Je n'ai rien mangé depuis hier matin au petit déjeuner, je suis sur la réserve, je n'avance plus et ma maigre avance sur les barrières diminue à vue d'oeil. Une montée sévère commence, je marche comme tout le monde, mais à chaque virage où l'on croit que l'on va basculer, ça monte encore, et encore et encore. J'enrage sur la route tantôt les mains sur les genoux, tant à crier ma colère. J'arrive enfin en haut au bout d'une bonne heure et je n'ai plus qu'une minute sur l'horaire, l'écrémage a encore eu lieu par l'arrière, je suis à nouveau dans le rouge et sans réserve. Je prends un peu de boisson isotonique, ça passe assez bien, j'en remplis ma gourde et reprends ma route, en ayant pris soin de me rafraichir la tête. Je cours maintenant avec Kimie, une japonaise d'1m50, mais qui a déjà gagné l'épreuve féminine. Une voiture venant en sens inverse me klaxonne et m'encourage, puis s'arrête. Isa, Brigitte, JB et Stéphane Madec en descendent et me boostent pour la partie finale. JB me tend une bière et me dit qu'avec un quart d'heure d'avance c'est gagné, je veux bien le croire, mais n'en suis pas persuadé. Les 12 derniers kilomètres en descente me permettent de reprendre Ludovic Chorgnon, nous allons pas très vite. Au dernier CP, le panneautage commence à m'intriguer, on nous annonce Sparte à 3,9 km, je trouve que l'on a beaucoup d'avance. Je repars un peu inquiet. 3 kilomètres plus loin, nouveau CP, on nous annonce 1,9 km avec la statue du roi Léonidas.
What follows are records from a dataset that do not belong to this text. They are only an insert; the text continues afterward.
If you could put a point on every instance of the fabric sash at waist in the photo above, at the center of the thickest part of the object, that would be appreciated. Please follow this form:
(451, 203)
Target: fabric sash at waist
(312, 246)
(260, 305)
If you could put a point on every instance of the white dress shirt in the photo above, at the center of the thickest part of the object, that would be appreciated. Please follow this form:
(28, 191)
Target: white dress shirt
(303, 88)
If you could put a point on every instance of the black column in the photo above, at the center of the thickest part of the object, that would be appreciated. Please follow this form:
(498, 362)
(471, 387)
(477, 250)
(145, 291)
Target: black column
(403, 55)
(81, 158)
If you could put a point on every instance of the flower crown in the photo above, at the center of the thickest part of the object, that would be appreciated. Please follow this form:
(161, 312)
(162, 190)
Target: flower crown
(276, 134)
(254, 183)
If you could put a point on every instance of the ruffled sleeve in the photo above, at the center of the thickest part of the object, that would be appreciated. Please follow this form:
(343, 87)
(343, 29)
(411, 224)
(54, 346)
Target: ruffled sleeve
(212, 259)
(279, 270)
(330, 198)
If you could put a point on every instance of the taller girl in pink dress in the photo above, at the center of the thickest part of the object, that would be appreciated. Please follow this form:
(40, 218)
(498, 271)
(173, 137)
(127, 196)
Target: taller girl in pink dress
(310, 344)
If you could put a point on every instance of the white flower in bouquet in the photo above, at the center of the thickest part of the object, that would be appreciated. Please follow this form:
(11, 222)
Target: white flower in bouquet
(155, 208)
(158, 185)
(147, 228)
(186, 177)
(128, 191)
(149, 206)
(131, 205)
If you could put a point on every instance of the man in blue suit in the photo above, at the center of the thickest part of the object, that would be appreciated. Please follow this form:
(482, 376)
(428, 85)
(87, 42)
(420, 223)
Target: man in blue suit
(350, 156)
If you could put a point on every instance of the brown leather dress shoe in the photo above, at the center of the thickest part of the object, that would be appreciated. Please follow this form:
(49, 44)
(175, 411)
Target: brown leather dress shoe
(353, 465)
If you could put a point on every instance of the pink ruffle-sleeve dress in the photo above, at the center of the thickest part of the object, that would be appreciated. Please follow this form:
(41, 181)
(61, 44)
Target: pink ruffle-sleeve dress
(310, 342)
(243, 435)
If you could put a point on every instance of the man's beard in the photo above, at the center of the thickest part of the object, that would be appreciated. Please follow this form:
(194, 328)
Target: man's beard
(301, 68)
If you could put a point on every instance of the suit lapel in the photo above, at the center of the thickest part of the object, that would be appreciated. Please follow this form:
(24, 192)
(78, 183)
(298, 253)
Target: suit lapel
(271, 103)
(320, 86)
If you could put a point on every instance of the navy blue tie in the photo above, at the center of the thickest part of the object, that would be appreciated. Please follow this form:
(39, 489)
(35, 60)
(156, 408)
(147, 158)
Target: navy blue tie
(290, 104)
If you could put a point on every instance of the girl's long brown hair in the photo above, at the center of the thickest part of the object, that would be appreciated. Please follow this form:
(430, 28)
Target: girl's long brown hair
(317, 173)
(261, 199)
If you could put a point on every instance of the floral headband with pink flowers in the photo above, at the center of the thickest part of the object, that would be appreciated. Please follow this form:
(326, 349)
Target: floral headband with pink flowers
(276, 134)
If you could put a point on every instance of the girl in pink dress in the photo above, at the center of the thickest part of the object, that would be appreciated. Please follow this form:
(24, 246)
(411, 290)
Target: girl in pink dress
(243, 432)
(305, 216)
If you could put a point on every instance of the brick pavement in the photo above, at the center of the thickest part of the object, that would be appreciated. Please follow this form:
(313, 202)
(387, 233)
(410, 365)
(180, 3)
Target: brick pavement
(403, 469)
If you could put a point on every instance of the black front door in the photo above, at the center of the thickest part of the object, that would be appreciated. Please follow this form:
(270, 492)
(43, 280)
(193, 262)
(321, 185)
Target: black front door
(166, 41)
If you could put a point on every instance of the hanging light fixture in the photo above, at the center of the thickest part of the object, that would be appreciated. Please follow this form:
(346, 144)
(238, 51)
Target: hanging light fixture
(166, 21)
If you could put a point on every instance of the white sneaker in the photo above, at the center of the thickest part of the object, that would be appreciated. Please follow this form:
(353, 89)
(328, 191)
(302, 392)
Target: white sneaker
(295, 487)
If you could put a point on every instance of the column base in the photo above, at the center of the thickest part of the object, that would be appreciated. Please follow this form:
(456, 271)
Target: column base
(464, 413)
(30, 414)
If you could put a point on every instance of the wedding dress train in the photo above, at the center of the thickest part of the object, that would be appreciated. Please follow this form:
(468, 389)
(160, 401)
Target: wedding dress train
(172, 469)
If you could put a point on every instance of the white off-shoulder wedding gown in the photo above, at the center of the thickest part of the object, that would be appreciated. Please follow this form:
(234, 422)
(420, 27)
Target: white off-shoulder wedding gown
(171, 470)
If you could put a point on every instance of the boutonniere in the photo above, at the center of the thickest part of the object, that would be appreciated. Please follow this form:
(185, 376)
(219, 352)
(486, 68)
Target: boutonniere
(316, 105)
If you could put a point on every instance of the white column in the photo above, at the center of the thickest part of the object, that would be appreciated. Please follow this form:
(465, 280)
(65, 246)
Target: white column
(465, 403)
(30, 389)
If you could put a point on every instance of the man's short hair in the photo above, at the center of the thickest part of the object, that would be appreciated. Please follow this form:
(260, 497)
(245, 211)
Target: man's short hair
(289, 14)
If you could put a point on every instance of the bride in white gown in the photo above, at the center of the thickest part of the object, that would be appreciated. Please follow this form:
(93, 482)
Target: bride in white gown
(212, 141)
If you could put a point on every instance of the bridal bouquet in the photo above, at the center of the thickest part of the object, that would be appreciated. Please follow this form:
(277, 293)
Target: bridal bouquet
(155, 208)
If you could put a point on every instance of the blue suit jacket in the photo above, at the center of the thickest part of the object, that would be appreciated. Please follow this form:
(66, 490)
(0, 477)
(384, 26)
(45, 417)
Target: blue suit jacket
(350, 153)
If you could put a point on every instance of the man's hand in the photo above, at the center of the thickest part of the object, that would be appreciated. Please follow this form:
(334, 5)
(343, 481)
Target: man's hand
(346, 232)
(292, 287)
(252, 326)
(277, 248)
J'angoisse et accélère, les policiers nous accompagnent, ainsi que des gamins qui courent et pédalent autour de nous. J'aperçois au loin la statue, cette fois c'est gagné, je relâche et apprécie l'instant, je ralentis pour attendre Kimie. Des coureurs arrivés ou ayant abandonné nous font une haie d'honneur ainsi que des spectateurs bruyants. Le promontoire où se trouve la staue est encombrée c'est bien ma veine, je dois attendre, c'est un grec qui vient d'arriver avant moi et les supporters et photographes sont nombreux. On m'accueille enfin, je touche le pied, on me remet la couronne d'olivier et je bois l'eau du fleuve sacrée. J'embrasse Isa, JB, toute personne connue avec qui je veux partager cet instant. On me dit que j'ai fait quelques chose d'extraordinaire avec les barrières au cul pendant près de 170km, je n'en ai pas vraiment conscience. Quelques photos, il est temps de laisser la place. Moi qui pensais être  submergé par l'émotion, je suis resté, émotionnellement parlant, très en dedans.

SPARTATHLON-196.JPG

Place aux soins où de jeunes infirmières nous déchaussent, nous rincent les jambes dans une eau "bétadinée", c'est la coutume. C'est agréable de se laisser réconforter.

Il est temps de monter dans le taxi qui nous mène à l'hôtel qui est à à peine 400m. Mais avant cela, un jeune venu voir les coureurs me marche sur le pied ou j'avais les plus grosses ampoules, je pousse un cri et me tors de douleur. Il est très embarrassé et s'attend à une volée de bois  vert. Aujourd'hui, c'est fête, un grand jour, je l'absous, un vrai prince de Sparte !!!